Without using add files, we’d have to make sure these resources exist on every
node, and would configure a hive session like this:
set myCustomProperty=/path/to/directory/someSubDir/;
select myCustomUDF(‘param1’,’param2’);
With the shared resources, we can do this instead, at least with MR engine:
add files file:///path/to/directory;
set myCustomProperty=someSubDir/;
select myCustomUDF(‘param1’,’param2’);
In both cases, the property myCustomProperty is accessed inside the custom UDF,
interpreted as a path, and used to read the content of a file within
“someSubDir”. This works fine whenever we have the full path, or with the
relative path in the MR engine when using add resources. I’m wondering if
perhaps I’m getting lucky in that the MR engine is downloading the files to the
working directory, and so the relative path is being properly resolved there,
but some different behavior is happening in spark? I can give a full path if I
know ahead of time where this file will be available on the remote node,
hopefully by property, like ${hive.localResourceDir}/someSubDir.
Thanks for the quick response and your help with this.
Ray
From: Sahil Takiar [mailto:[email protected]]

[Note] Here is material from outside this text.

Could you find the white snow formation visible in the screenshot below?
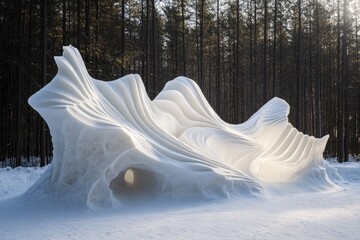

Sent: Thursday, February 8, 2018 12:45 PM
To: [email protected]
Subject: Re: Resources/Distributed Cache on Spark
It should work. We have tests such as groupby_bigdata.q that run on HoS and
work. They use the "add file" command. What are the exact commands you are
running? What error are you seeing?
On Thu, Feb 8, 2018 at 6:28 AM, Ray Navarette
<[email protected]<mailto:[email protected]>> wrote:
Hello,
I’m hoping to find some information about using “ADD FILES <PATH>” when using
the spark execution engine. I’ve seen some jira tickets reference this
functionality, but little else. We have written some custom UDFs which require
some external resources. When using the MR execution engine, we can reference
the file paths using a relative path and they are properly distributed and
resolved. When I try to do the same under spark engine, I receive an error
saying the file is unavailable.
Does “ADD FILES <PATH>” work on spark, and if so, how should I properly
reference those files in order to read them in the executors?
Thanks much for your help,
Ray
--
Sahil Takiar
Software Engineer
[email protected]<mailto:[email protected]> | (510) 673-0309